Storia di Samia, dalle Olimpiadi di Pechino alla carretta del mare inghiottita dal Mediterraneo

Gli sbarchi di questi giorni a Lampedusa di tanti disperati fanno tornare alla memoria la storia di Samia Yusuf Omar. Era la più grande di sei figli di una famiglia di Mogadiscio. La mamma gestiva un negozio di frutta. Il papà non l’aveva più: ucciso da un proiettile di artiglieria.

La storia di Samia (foto a sinistra tratta da attualita.tuttogratis.it), nata nel 1991, la racconta la scrittrice italiana di origine somala, Igiaba Scego, su ‘Pubblico’. Storia triste, amara. L’avventura di una ragazza della Somalia appassionata di atletica.

La sua figura ritorna oggi, in bilico tra Lampedusa – presa d’assalto da chi rischia la vita per sfuggire alla fame e, forse, alla morte – e le Olimpiadi di Londra. Direte: che c’entrano le Olimpiadi di Londra? C’entrano, centrano eccome!

Il pianto e il sorriso, il sorriso e il pianto. Perché la vita di questa ragazza dagli occhi malinconici, oggi, qualcuno la vede in parallelo con i grandi successi di un altro atleta somalo dal diverso destino: Mo Farah.
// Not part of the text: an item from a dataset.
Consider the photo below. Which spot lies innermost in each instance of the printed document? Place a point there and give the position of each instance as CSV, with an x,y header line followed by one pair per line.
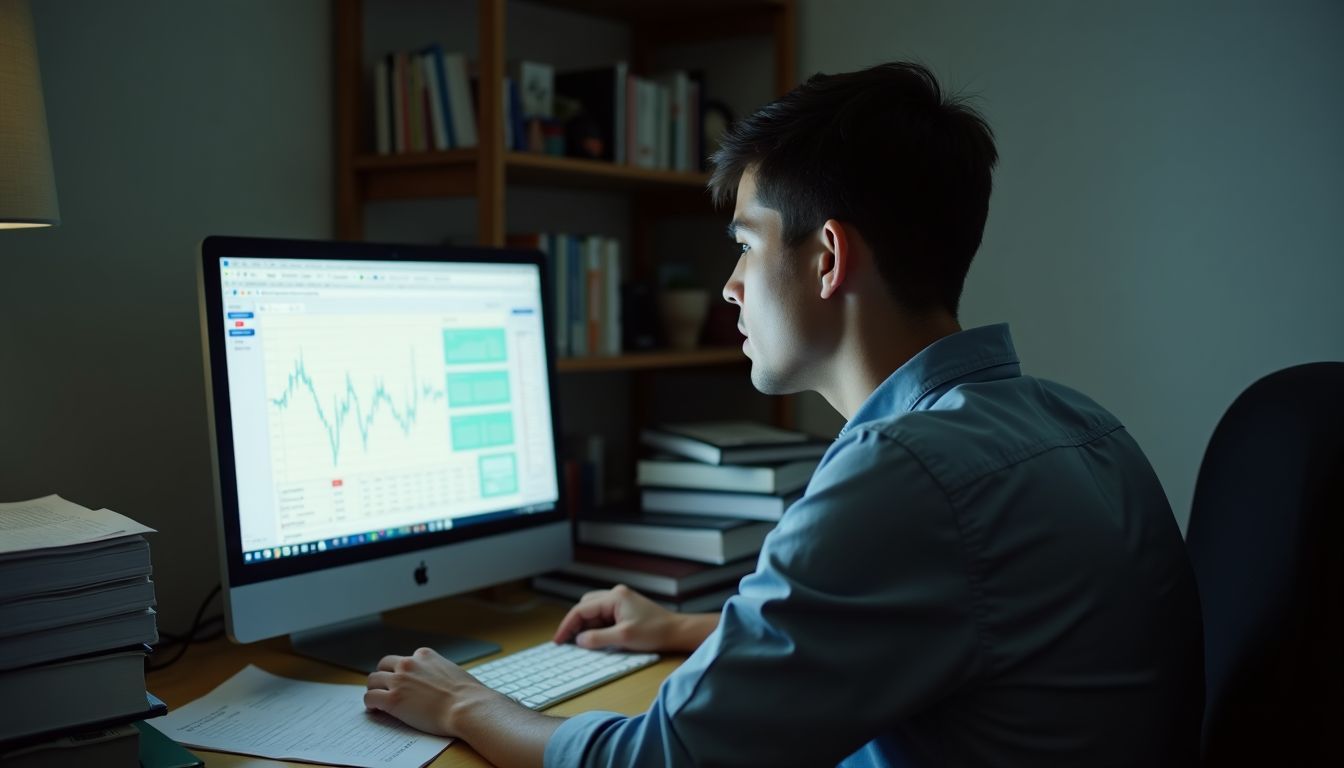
x,y
51,521
268,716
Giunto in Inghilterra da rifugiato, Mo Farah è diventato oggi un eroe nazionale proprio per aver ‘firmato’, da protagonista, naturalmente a Londra, due straordinari successi sui 5 e i 10 mila metri.

Davanti al successo di Mo Farah, Abdi Bile, altro atleta-eroe per i somali, l’uomo che nel 1987, a Roma, ha vinto un oro nei 1500 metri, primo atleta somalo a farsi notare nell’atletica leggera mondiale, invita tutti a non dimenticare Samia.

“Siamo felici per Mo, è il nostro orgoglio – dice oggi Abdi Bile – ma non dimentichiamo Samia”.

Appena Abdi pronuncia queste parole, un grande silenzio avvolge i componenti del comitato olimpico nazionale. Lo sport unisce. Fatica, impegno, concentrazione, vittorie. Ma anche ricordi. Belli e, qualche volta, meno belli. Ma non meno intensi.

“Ricodiamoci di Samia Yusuf Omar…”. Parole che vanno dritte al cuore non soltanto di milioni di somali, ma anche di chi vede nello sport il trionfo della vita sulle difficoltà della stessa vita.

E’ Abdi che ricorda l’avventura di Samia che, nel 2008, appena quattro anni fa, piccola e gracile, partecipa alle Olimpiadi in Cina. Partecipa, naturalmente, per rappresentare il suo Paese, la Somalia. La piccola Samia prende parte alla gara dei 200 metri femminili di Pechino nel 2008.

Non vince. Anzi è ultima. Ma che importa? Per lei, arrivata da un Paese povero, piccola e gracile, essere a Pechino era già un grande successo.

Tornata a Mogadiscio è felice: “È stata – amava ripetere – un’esperienza bellissima. Ho portato la bandiera somala, ho sfilato con i migliori atleti del mondo”.

“Non dimentichiamo Samia”, dice Abdi, con le parole rotte dal pianto. Quattro anni dopo la vita di Samia è cambiata. Nel suo Paese non ce la faceva più. Troppe difficoltà. Troppa povertà. Così, come tante altre donne più giovani e più anziane di lei, come tanti uomini e come tanti ragazzi e ragazze della sua avara terra, Samia ha provato a raggiungere l’Occidente per ricostruirsi la vita.

Eccola su una ‘carretta del mare’. Pronta ad attraversare il Mediterraneo. Per raggiungere Lampedusa. O le coste della Sicilia. O la Puglia. Per salvarsi. Provando a lasciarsi alle spalle la disperazione. E forse la morte.

Ma il destino ha voluto – così si racconta – che la ‘carretta del mare’ sulla quale viaggiava Samia… Insomma, addio a questa splendida ragazza, inghiottita dal mare come tanti altri uomini e tante altre donne.

“Ricordamoci di Samia”. E non dimentichiamo mai che gli uomini e le donne che sbarcano in questi giorni a Lampedusa sono esattamente come noi e come Samia: uomini e donne che sognano e sperano in un destino migliore.